The Free Information Desk not only assists women with information but helps hire lawyers to settle issues of violence against women.
“First we studythe nature of the causes. Then we guide underprivileged women regarding their cause,” Begum said.
She said in the last ten months they had helpeded 60 women from Peshawar district by referring their cases to pro bono lawyers.
Under the initiative, said Begum, 30 members of the Peshawar District Bar including 20 women have been trained to sensitize fellow lawyers in gender friendly legal practices and to encourage them to take pro-bono cases. They are also working to consolidate a database of legal experts.
She said that the majority of cases related to domestic violence, or women wanting separation from husbands.
Tahira Kaleem, project manager at Blue Veins, told Truth Tracker that the organisation had established an inquiry committee against sexual harassment inside the District Bar Association.

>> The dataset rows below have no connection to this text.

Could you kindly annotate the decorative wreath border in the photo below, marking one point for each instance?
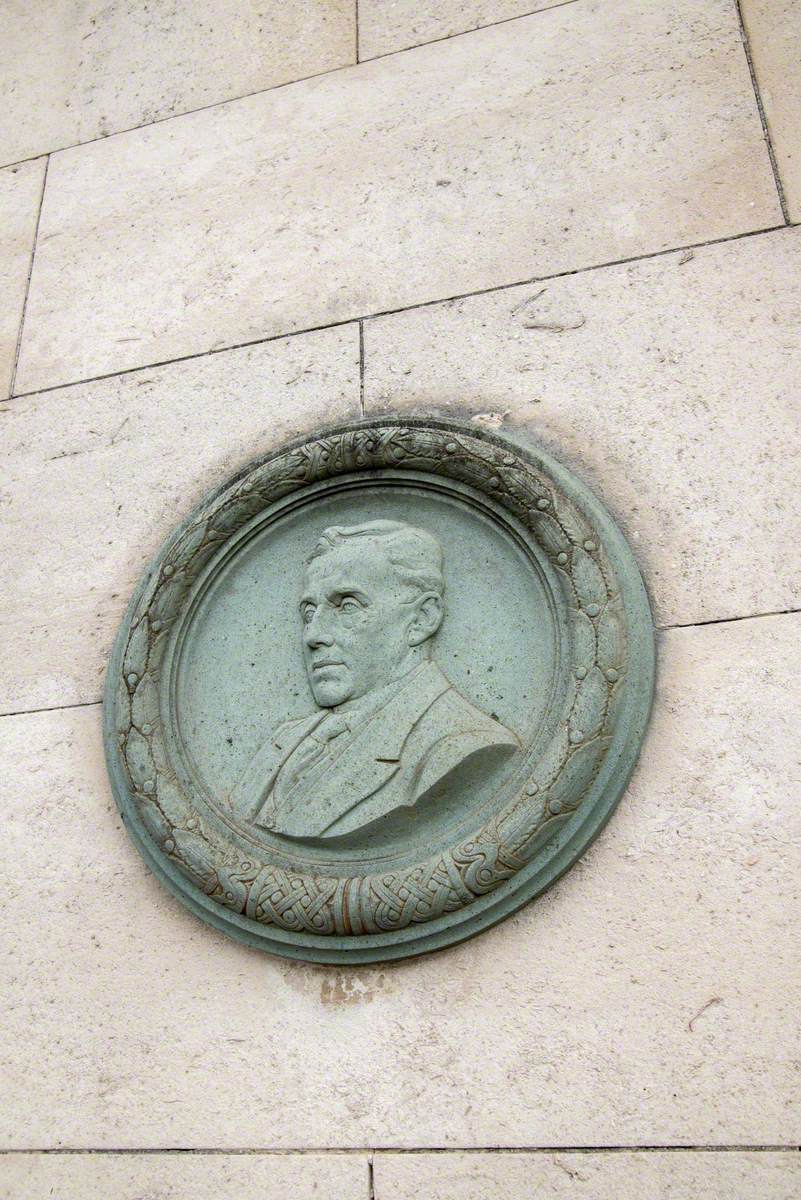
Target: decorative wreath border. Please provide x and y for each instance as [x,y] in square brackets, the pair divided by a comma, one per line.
[359,910]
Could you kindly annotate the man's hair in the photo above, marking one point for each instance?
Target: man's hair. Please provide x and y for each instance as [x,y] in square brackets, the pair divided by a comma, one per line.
[415,553]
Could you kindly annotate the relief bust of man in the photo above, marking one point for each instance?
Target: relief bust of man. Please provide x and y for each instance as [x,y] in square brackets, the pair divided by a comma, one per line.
[389,726]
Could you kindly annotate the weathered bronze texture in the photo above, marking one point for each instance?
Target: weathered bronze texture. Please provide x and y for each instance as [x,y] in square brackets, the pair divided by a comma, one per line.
[379,690]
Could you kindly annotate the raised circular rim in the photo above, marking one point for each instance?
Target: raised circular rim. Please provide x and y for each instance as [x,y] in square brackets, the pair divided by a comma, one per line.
[504,883]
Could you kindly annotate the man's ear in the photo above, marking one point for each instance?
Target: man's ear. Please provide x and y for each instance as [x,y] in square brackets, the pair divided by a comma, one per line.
[428,616]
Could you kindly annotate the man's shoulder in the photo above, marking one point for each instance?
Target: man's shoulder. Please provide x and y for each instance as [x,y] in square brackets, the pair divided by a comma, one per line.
[453,715]
[453,732]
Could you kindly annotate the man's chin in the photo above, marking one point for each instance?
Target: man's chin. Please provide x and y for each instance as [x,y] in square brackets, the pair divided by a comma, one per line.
[330,693]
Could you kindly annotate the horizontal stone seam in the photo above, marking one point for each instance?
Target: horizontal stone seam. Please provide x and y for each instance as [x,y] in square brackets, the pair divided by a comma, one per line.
[287,83]
[321,1151]
[763,115]
[355,319]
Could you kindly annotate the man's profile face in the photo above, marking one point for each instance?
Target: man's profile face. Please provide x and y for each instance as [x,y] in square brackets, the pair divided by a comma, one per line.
[356,615]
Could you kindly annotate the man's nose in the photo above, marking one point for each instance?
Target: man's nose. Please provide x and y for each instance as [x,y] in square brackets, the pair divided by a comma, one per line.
[317,631]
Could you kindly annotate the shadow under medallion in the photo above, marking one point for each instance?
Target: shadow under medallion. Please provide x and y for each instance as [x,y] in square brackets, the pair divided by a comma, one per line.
[391,736]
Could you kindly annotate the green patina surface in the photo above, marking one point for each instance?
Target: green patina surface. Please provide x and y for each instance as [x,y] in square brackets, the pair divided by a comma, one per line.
[379,690]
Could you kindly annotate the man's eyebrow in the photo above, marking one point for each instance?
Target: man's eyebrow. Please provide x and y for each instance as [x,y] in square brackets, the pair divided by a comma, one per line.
[350,592]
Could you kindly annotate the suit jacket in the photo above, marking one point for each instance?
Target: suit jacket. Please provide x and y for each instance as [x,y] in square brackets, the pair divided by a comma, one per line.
[390,760]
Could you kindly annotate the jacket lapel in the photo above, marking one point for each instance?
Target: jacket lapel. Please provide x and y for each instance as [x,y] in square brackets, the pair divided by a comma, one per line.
[256,781]
[366,762]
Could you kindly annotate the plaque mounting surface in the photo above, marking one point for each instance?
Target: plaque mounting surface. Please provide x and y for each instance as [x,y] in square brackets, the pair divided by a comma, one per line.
[379,690]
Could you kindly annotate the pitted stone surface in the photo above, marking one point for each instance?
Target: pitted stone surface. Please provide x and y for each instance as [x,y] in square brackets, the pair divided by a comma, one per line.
[74,70]
[180,1176]
[126,457]
[20,192]
[625,1000]
[384,28]
[576,136]
[676,1175]
[670,385]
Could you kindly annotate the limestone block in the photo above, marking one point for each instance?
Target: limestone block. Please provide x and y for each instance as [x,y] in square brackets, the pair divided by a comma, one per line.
[20,193]
[572,137]
[384,28]
[184,1176]
[651,995]
[774,29]
[98,474]
[682,1175]
[670,385]
[74,70]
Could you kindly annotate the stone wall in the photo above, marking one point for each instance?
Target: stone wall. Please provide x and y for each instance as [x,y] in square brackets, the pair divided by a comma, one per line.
[223,223]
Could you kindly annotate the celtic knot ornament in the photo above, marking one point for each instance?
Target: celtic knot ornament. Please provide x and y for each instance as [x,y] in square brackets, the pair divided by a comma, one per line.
[379,690]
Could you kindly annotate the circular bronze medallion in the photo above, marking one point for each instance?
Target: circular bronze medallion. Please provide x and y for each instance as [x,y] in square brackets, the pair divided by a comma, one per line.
[379,690]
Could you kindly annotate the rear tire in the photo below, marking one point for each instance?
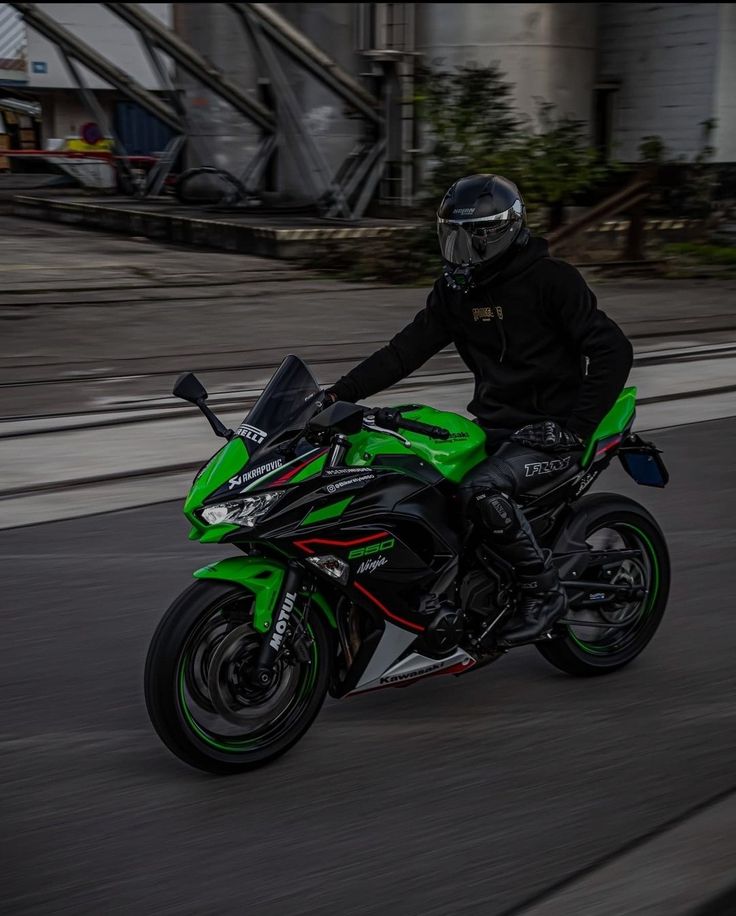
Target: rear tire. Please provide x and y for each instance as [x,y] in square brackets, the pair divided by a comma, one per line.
[189,641]
[587,650]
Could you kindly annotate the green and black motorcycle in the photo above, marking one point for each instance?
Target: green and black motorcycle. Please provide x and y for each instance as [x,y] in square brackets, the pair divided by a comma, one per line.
[343,519]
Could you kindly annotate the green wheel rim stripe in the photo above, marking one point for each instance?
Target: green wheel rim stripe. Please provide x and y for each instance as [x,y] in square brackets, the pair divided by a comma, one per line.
[236,746]
[592,650]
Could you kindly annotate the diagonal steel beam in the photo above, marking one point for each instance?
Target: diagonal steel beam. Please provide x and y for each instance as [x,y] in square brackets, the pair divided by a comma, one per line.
[312,58]
[101,66]
[194,63]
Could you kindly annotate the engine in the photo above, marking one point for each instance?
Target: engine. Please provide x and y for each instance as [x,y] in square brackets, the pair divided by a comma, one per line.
[479,593]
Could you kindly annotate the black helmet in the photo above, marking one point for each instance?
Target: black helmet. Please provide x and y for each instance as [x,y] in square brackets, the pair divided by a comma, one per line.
[479,219]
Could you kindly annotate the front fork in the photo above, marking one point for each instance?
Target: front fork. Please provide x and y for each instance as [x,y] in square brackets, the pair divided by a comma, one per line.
[282,629]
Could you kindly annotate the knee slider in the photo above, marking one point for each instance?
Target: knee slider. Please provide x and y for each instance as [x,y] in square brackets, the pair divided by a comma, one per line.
[499,515]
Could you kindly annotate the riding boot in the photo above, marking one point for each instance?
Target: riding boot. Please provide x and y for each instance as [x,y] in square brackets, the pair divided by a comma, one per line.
[543,600]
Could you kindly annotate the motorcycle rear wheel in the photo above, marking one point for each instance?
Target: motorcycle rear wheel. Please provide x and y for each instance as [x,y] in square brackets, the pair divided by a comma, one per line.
[198,695]
[590,648]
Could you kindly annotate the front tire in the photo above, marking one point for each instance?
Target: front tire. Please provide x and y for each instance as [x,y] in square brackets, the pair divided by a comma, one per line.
[590,648]
[198,696]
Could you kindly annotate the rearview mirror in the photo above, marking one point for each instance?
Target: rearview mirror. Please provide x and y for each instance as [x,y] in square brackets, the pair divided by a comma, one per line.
[189,388]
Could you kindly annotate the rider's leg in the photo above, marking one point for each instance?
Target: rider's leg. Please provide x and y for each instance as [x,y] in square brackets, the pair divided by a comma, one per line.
[489,493]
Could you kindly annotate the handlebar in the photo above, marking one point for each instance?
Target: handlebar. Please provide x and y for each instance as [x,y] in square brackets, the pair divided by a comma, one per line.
[392,419]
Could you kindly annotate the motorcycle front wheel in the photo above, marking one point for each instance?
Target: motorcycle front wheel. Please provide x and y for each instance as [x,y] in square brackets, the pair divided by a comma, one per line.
[200,698]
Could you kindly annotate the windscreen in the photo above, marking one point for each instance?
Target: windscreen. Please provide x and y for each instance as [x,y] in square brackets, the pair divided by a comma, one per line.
[286,403]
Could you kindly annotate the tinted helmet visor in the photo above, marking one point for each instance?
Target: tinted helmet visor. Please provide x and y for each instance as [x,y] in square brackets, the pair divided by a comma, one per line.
[478,241]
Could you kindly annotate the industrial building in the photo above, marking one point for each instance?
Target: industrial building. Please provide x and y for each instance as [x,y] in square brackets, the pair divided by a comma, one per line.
[627,70]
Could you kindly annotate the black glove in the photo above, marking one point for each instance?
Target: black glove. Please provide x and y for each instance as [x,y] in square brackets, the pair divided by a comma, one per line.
[548,436]
[320,400]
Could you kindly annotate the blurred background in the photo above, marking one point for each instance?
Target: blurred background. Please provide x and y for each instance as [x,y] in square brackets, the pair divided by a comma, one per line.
[210,186]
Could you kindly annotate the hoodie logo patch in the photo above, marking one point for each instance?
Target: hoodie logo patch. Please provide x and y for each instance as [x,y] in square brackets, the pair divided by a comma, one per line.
[487,313]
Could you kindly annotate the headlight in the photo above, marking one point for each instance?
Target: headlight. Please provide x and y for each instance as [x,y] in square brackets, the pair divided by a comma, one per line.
[245,512]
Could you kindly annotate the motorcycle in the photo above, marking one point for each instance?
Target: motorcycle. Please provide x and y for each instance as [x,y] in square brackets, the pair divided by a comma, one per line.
[343,517]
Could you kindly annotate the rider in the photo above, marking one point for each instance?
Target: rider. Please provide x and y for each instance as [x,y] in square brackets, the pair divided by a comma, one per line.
[548,365]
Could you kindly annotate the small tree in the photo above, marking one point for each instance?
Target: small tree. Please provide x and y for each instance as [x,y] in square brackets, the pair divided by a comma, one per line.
[475,129]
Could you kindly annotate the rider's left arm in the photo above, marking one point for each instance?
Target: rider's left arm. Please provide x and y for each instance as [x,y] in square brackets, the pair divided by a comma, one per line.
[595,336]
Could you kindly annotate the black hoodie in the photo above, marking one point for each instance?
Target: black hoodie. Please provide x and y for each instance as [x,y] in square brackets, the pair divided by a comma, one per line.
[532,336]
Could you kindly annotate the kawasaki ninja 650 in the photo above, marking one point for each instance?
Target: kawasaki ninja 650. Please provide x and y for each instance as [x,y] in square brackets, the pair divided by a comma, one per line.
[343,520]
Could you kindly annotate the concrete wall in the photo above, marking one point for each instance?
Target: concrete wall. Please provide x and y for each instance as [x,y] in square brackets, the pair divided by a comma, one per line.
[101,29]
[547,50]
[224,137]
[724,109]
[665,56]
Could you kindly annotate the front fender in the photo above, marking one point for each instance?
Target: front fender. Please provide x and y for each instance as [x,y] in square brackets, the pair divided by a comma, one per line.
[263,578]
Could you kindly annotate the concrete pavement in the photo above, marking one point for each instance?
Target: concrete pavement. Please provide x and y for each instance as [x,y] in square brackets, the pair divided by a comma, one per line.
[453,798]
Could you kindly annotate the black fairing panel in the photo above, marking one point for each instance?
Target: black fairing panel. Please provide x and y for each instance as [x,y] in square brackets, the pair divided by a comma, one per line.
[394,536]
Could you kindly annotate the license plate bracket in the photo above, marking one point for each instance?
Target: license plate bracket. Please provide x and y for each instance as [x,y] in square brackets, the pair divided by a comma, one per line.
[643,462]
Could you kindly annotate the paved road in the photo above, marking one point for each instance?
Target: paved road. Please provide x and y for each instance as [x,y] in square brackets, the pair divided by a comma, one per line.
[453,798]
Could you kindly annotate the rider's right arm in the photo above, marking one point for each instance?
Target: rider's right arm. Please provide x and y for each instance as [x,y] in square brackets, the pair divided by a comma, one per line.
[426,335]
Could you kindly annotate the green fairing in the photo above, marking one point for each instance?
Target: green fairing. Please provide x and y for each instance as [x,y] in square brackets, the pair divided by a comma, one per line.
[453,457]
[263,578]
[229,461]
[617,419]
[314,467]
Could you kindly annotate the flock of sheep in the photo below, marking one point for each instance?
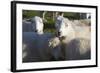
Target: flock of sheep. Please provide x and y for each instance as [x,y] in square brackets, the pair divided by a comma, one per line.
[71,42]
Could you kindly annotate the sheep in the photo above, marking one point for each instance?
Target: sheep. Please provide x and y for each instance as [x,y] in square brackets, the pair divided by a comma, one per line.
[75,41]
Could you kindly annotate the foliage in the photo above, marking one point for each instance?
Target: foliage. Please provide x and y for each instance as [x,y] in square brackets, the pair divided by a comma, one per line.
[49,24]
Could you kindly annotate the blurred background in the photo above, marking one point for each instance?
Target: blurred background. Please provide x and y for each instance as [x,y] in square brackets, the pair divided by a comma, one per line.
[50,16]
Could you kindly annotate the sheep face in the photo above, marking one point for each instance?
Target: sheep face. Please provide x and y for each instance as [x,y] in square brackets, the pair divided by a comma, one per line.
[63,26]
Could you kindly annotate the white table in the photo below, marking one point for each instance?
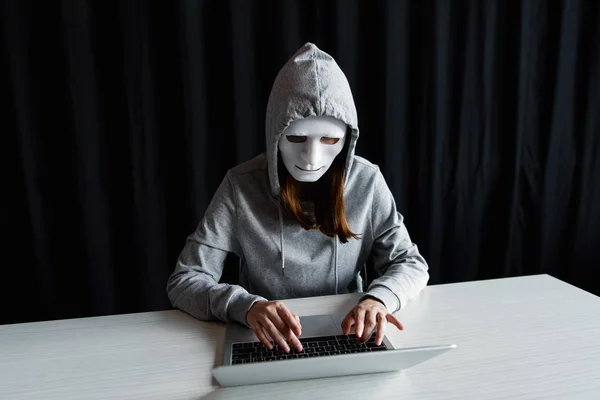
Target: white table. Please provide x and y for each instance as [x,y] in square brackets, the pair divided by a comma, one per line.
[531,337]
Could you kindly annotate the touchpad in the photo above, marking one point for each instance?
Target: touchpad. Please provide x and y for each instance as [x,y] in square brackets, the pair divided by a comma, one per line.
[319,325]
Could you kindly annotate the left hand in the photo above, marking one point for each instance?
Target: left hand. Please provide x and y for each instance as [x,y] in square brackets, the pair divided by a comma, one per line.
[367,315]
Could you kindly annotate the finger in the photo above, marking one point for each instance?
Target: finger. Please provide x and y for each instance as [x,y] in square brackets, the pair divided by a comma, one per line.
[381,323]
[260,334]
[275,334]
[287,317]
[370,324]
[359,316]
[348,322]
[286,331]
[392,319]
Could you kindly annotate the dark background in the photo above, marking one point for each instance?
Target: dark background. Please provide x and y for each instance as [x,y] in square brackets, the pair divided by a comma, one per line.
[120,118]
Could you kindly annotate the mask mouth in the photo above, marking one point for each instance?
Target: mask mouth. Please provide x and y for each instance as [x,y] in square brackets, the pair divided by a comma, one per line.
[309,170]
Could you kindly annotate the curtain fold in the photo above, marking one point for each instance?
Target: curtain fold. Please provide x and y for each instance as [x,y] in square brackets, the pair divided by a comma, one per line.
[121,119]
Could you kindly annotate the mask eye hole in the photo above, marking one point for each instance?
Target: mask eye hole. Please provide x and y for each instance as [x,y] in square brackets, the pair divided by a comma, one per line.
[326,140]
[296,139]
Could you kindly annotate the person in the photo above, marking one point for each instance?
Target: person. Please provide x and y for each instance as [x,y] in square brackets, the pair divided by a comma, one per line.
[304,218]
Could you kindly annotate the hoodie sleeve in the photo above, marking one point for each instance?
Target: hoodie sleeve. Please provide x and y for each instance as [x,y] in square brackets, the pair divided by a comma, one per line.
[403,271]
[193,286]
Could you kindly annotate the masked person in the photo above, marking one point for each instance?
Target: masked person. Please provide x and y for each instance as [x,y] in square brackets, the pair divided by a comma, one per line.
[305,217]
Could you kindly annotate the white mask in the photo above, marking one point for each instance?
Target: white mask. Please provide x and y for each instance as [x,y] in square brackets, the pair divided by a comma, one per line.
[308,146]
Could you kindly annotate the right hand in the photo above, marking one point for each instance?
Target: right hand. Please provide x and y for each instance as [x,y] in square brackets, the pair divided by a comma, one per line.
[274,319]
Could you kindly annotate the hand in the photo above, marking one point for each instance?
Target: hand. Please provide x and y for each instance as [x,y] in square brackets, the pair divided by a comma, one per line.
[274,319]
[367,315]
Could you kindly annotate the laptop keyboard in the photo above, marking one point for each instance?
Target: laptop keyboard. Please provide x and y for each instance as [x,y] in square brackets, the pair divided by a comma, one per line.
[252,352]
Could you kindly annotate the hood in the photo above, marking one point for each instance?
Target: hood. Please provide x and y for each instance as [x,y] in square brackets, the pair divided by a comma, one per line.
[309,84]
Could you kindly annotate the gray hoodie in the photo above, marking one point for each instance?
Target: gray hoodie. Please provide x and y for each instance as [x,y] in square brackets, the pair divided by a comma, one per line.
[279,258]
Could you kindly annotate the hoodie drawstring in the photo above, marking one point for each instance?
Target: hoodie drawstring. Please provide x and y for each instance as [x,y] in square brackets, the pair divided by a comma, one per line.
[335,261]
[281,240]
[335,247]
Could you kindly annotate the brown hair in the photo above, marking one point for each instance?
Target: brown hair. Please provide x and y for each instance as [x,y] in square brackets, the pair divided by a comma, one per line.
[329,214]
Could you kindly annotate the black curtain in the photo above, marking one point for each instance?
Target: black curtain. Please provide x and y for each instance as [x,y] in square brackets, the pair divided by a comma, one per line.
[120,118]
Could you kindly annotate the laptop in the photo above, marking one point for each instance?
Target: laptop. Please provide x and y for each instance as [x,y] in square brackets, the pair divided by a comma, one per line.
[326,352]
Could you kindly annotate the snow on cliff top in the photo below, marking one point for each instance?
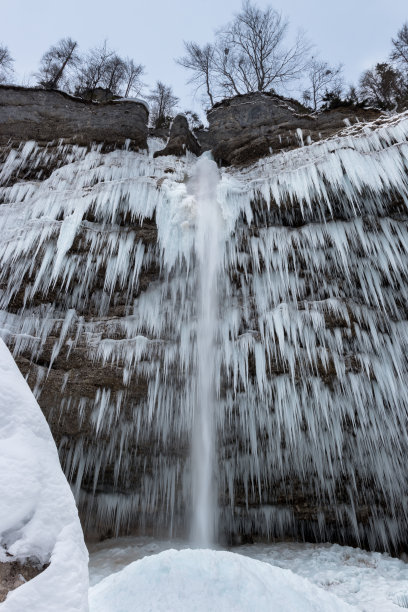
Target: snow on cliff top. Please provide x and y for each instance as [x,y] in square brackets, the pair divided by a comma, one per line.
[202,580]
[38,517]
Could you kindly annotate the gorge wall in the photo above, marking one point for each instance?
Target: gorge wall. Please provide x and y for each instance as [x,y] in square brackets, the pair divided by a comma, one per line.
[98,289]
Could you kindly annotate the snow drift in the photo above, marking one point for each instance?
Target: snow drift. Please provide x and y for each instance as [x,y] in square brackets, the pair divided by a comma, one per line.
[202,580]
[38,518]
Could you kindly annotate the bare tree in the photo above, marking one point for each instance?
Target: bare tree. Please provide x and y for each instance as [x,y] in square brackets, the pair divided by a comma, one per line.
[6,64]
[249,54]
[113,74]
[323,79]
[104,68]
[163,102]
[56,61]
[200,60]
[383,86]
[399,53]
[92,70]
[132,77]
[257,56]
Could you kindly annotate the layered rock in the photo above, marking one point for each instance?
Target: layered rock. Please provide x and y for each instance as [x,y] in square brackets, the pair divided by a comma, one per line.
[49,116]
[244,128]
[98,297]
[181,139]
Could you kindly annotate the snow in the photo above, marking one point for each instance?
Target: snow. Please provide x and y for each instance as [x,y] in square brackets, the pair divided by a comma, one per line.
[298,299]
[38,517]
[370,581]
[202,580]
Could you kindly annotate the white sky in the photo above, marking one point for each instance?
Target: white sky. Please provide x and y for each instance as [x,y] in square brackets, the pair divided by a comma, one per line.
[356,33]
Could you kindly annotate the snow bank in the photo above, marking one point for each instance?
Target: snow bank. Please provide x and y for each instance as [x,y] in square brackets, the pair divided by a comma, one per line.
[38,517]
[202,580]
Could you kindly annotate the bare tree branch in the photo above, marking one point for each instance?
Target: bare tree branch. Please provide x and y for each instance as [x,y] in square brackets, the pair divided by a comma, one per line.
[6,64]
[55,62]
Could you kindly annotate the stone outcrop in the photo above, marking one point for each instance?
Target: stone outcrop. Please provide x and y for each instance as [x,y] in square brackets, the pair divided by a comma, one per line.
[244,128]
[181,139]
[93,340]
[46,116]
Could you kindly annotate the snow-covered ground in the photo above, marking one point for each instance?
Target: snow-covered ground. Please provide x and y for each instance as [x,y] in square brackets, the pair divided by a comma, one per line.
[202,580]
[371,582]
[39,521]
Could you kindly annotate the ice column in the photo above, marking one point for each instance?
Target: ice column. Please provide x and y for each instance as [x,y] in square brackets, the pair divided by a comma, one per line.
[209,252]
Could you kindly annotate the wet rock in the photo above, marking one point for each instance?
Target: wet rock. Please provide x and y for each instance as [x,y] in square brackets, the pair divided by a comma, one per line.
[247,127]
[181,139]
[14,573]
[44,116]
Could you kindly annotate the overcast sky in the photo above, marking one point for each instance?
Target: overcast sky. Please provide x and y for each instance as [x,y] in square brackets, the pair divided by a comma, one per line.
[356,33]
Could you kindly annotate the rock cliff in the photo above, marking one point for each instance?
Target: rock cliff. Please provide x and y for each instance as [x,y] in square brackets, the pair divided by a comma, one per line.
[97,300]
[49,116]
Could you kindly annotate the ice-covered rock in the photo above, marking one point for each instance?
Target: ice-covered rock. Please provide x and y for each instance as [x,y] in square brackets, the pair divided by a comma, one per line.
[202,580]
[39,521]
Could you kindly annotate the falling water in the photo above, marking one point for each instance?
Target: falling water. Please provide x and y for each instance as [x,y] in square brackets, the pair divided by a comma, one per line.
[208,259]
[304,369]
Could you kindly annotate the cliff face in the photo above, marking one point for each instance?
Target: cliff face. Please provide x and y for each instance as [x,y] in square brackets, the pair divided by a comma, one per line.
[48,116]
[244,128]
[98,286]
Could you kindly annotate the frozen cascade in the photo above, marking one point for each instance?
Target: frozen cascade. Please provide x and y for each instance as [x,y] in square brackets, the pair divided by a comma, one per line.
[98,286]
[208,248]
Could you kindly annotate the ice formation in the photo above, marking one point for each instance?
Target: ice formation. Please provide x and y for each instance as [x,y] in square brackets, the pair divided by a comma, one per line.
[201,580]
[39,521]
[310,365]
[370,581]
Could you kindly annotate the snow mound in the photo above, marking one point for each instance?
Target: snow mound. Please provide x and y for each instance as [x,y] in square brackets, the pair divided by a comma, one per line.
[202,580]
[38,517]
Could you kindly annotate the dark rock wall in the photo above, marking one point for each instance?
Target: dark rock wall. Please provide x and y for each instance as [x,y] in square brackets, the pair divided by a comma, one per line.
[244,128]
[44,116]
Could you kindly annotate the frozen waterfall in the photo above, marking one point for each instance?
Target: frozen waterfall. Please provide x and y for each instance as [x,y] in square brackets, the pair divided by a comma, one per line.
[305,367]
[209,250]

It is the first such initiative in the district courts since the enactment of the sexual harassment law six years ago.
However, some lawyers from the Bar criticized the work done under the project, saying it encouraged women to seek divorce instead of reconciliation and destroyed the lives of couples.
“I completely disagree with work of NGOs as they encourage women to seek separation and create hurdles in the way of reconciliation, so they can collect money from foreign donors,” a woman lawyer from the Peshawar District Bar told Truth Tracker, requesting not to be named.
“Couples need to consider compromise and reconciliation before considering something as drastic as separation and divorce. But NGOs encourage women to take the latter option in the name of their rights.” she said.
Qamar Naseem, Programme Coordinator for Blue Veins, said violence against women was the worst form of violation of human rights in Pakistan.
“Discriminatory treatment against women not only creates hurdles in social, political, economic and cultural fields, but also strips women of confidence,” he told Truth Tracker.
Naseem said women’s restricted access to justice in Pakistan, like any other country, is not a result of antiquated laws and the judiciary’s lack of ingenuity.
“It is a result of the interplay between various social, cultural, structural, instrumental and legal complexities and anomalies that can only be understood and addressed through a keen interdisciplinary analysis of the justice system and its gatekeepers.”